As months passed and busloads of neurosurgical patients poured through the 249th, Chatterton’s questions grew more urgent. He devoured newspapers, read books, and sought out conversations, but those sources only told him about politics; they couldn’t explain how the world could have come to this. He got the feeling again, the same one he’d had on the beach as a boy, that he would have to go see for himself.

Chatterton began telling friends that he might request a transfer to Vietnam. Their response was immediate and unanimous: “Are you fucking crazy?” He tested the idea on his superiors. They pleaded with him to reconsider and explained that neurosurgical ward duty was among a soldier’s highest callings. He told them that this was not about patriotism or anything noble like that—he just needed to understand. Even the wounded pleaded with Chatterton. “Don’t go, man—it’s a big mistake,” they said. A paralyzed soldier told him, “Stay here, do your time, and go home. I’m wasted, but you’re still good and you gotta stay good.” But Chatterton requested the transfer. In June 1970, he was on an airplane to Chu Lai in South Vietnam.

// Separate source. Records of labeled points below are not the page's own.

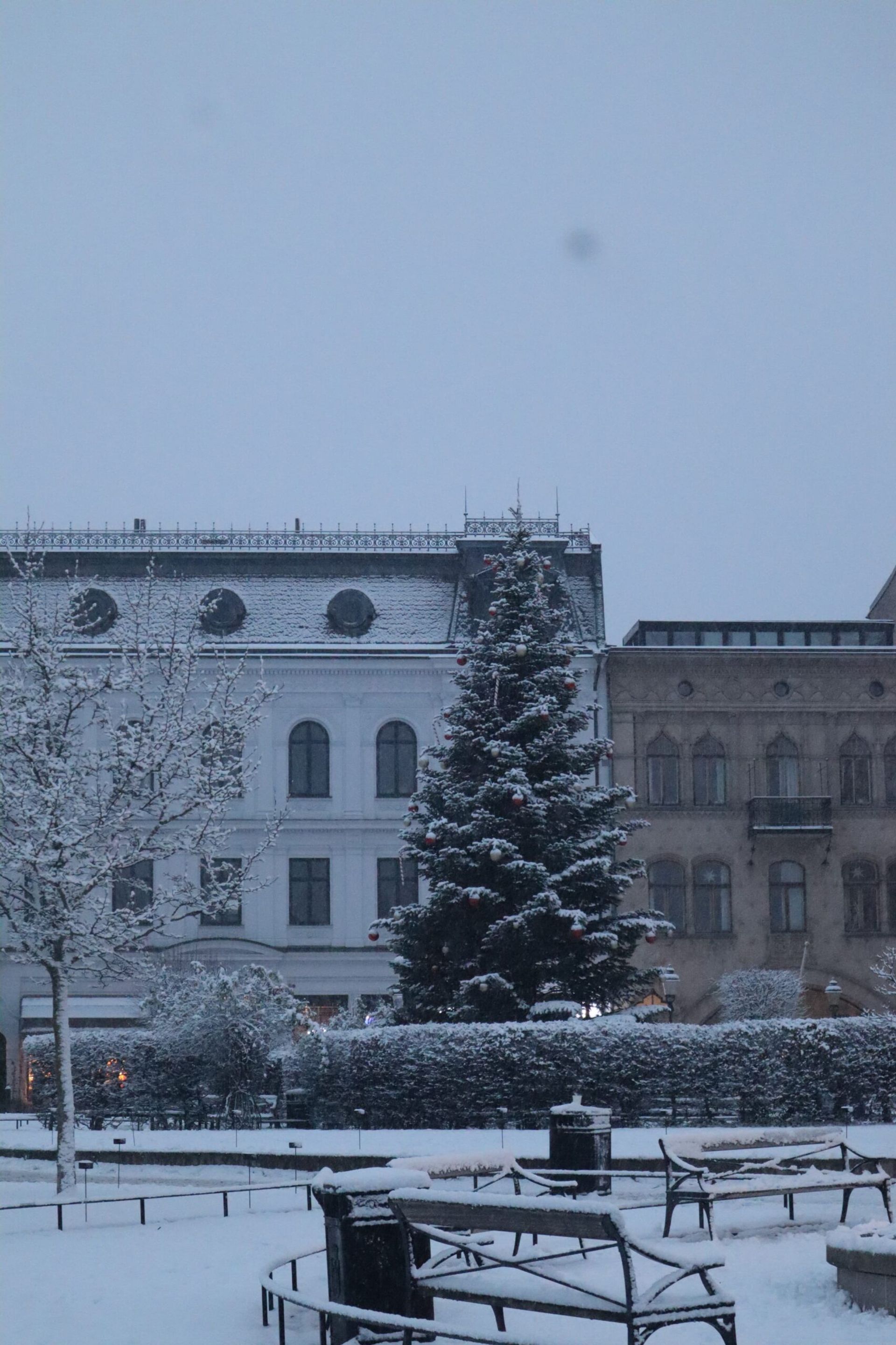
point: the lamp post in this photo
(671, 979)
(833, 993)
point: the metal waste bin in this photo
(580, 1138)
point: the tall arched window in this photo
(787, 896)
(860, 896)
(782, 768)
(890, 771)
(712, 898)
(662, 771)
(310, 762)
(709, 773)
(855, 771)
(396, 761)
(666, 889)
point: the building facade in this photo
(360, 633)
(764, 761)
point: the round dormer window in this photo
(350, 613)
(221, 613)
(93, 611)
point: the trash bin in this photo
(580, 1138)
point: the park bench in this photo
(571, 1273)
(696, 1173)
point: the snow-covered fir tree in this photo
(517, 840)
(108, 766)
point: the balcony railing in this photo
(805, 814)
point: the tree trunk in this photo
(65, 1087)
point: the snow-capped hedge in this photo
(778, 1071)
(770, 1072)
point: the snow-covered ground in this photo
(191, 1277)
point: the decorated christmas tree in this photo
(518, 841)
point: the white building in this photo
(361, 634)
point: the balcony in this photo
(804, 814)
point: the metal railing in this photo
(225, 1192)
(804, 814)
(267, 540)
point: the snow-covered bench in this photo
(789, 1172)
(574, 1273)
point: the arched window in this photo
(860, 896)
(891, 896)
(310, 762)
(787, 896)
(396, 761)
(782, 768)
(890, 771)
(855, 771)
(666, 889)
(132, 887)
(712, 898)
(662, 771)
(709, 773)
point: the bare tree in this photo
(115, 761)
(758, 993)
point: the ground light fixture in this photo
(671, 981)
(833, 994)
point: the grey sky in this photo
(266, 260)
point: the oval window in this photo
(221, 613)
(93, 611)
(350, 613)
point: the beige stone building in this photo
(764, 761)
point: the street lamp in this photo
(671, 979)
(833, 993)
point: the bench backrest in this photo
(541, 1215)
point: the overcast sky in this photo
(267, 259)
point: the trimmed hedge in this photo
(770, 1072)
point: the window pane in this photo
(397, 884)
(712, 898)
(310, 762)
(132, 887)
(666, 887)
(223, 872)
(396, 761)
(310, 892)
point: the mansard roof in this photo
(420, 584)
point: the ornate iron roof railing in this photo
(256, 540)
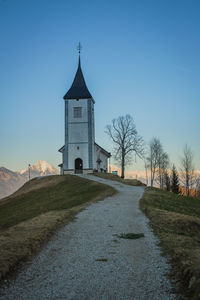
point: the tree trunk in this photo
(123, 164)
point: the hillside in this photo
(10, 181)
(176, 221)
(29, 216)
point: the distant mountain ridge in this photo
(10, 181)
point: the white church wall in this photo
(78, 133)
(77, 103)
(101, 156)
(78, 151)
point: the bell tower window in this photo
(77, 112)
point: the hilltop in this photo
(29, 216)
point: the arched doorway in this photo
(78, 166)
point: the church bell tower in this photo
(78, 151)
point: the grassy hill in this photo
(133, 182)
(176, 221)
(30, 215)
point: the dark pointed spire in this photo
(79, 89)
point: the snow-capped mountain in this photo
(41, 168)
(11, 181)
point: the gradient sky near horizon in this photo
(139, 57)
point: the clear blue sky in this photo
(139, 57)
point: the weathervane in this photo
(79, 47)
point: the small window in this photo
(77, 112)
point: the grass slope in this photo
(176, 221)
(114, 177)
(32, 214)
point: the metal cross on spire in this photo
(79, 47)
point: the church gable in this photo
(81, 154)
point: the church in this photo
(80, 153)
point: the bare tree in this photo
(163, 163)
(187, 169)
(197, 183)
(153, 157)
(166, 180)
(123, 133)
(174, 180)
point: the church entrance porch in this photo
(78, 166)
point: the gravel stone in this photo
(86, 260)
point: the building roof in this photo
(79, 89)
(108, 154)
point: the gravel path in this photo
(86, 260)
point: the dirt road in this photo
(87, 260)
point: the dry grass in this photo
(114, 177)
(176, 221)
(34, 212)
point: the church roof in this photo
(79, 89)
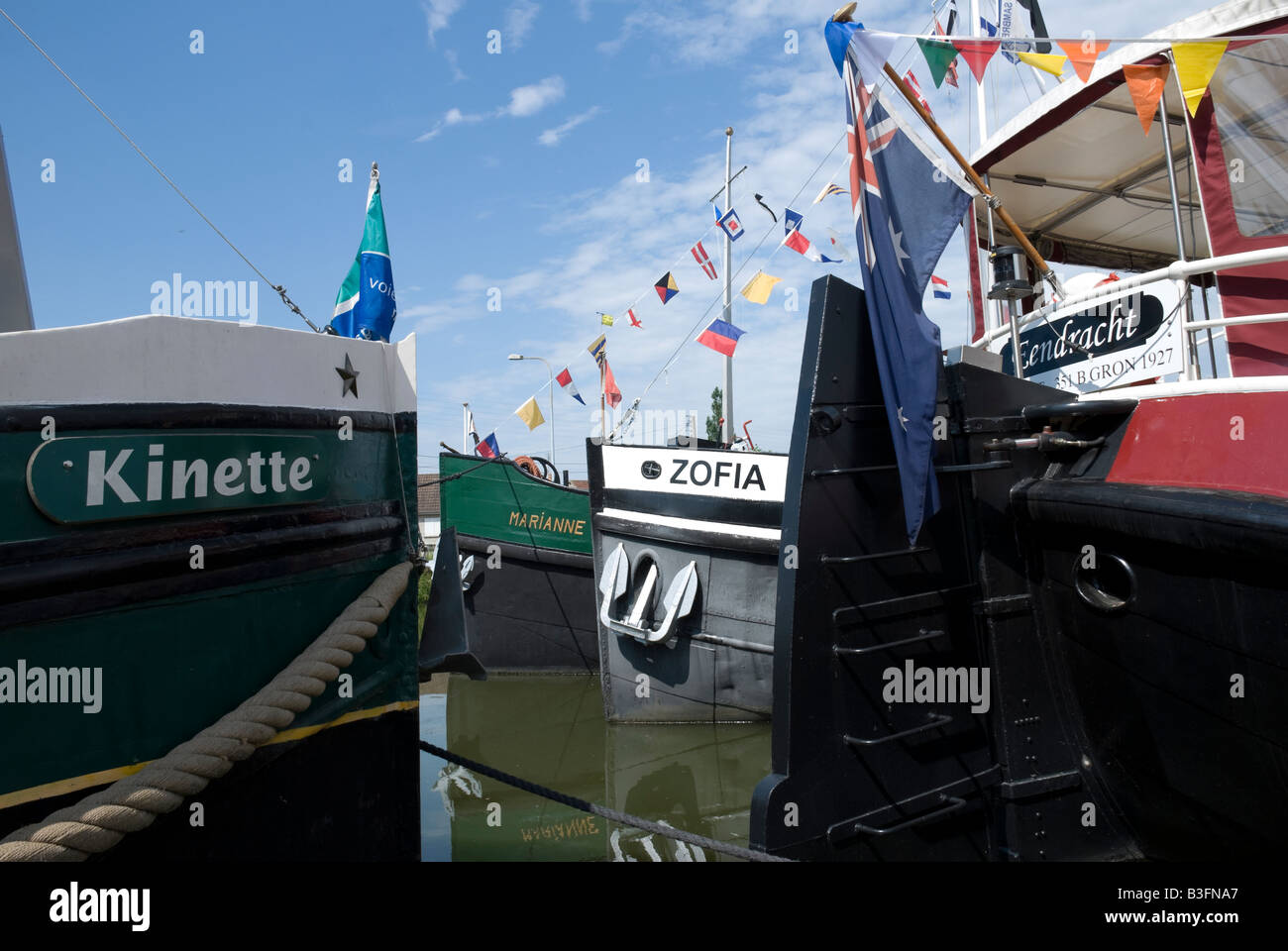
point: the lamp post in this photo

Chatterton was assigned to the 4th Battalion 31st Infantry of the Americal Division. When he landed, he was told to report to the battalion aid station on a firebase near the Laotian border, a place called LZ West. He reached the firebase late that morning.

Around noon, a telephone rang on the base. A man answered, said nothing for a moment, then mumbled, “Shit” into the receiver. Soon everyone on the base began scrambling. An administrative officer called to Chatterton, “Get your gear! A medic in the field just got killed getting off a helicopter. You’re taking his place.” Chatterton wasn’t sure if he heard the guy correctly. He was replacing a dead medic? On a helicopter? In the field? Then the same man began to sob and his eyes went wild, a look Chatterton had seen on those suffering nervous breakdowns in the Japanese hospital.

Chatterton stood in place as men grabbed weapons and gear and zigzagged around him. He did not know where to go or what to do. A minute later, a smallish man with scruffy brown hair grabbed his arm and told him, “Listen, I’m a medic, too. I’ll get you ready to go out there.” The medic looked old, at least twenty-four. He introduced himself as “Mouse.”

“Follow me,” Mouse said.

Mouse led Chatterton to a bunker on the firebase. It would be a few hours before the helicopter arrived to take Chatterton into the jungle. Until then, Mouse said he would show Chatterton the ropes. “If you want, man, we can talk while we work,” he said.

In the bunker, Mouse stuffed Chatterton’s aid bag with the field medic’s tools—malaria pills, tetracycline, morphine, IV, tape, scissors, field dressings—and explained the jungle way to use them all, unhappy methods more sudden than Chatterton had learned in the hospital. In between, he spoke to Chatterton of Vietnam.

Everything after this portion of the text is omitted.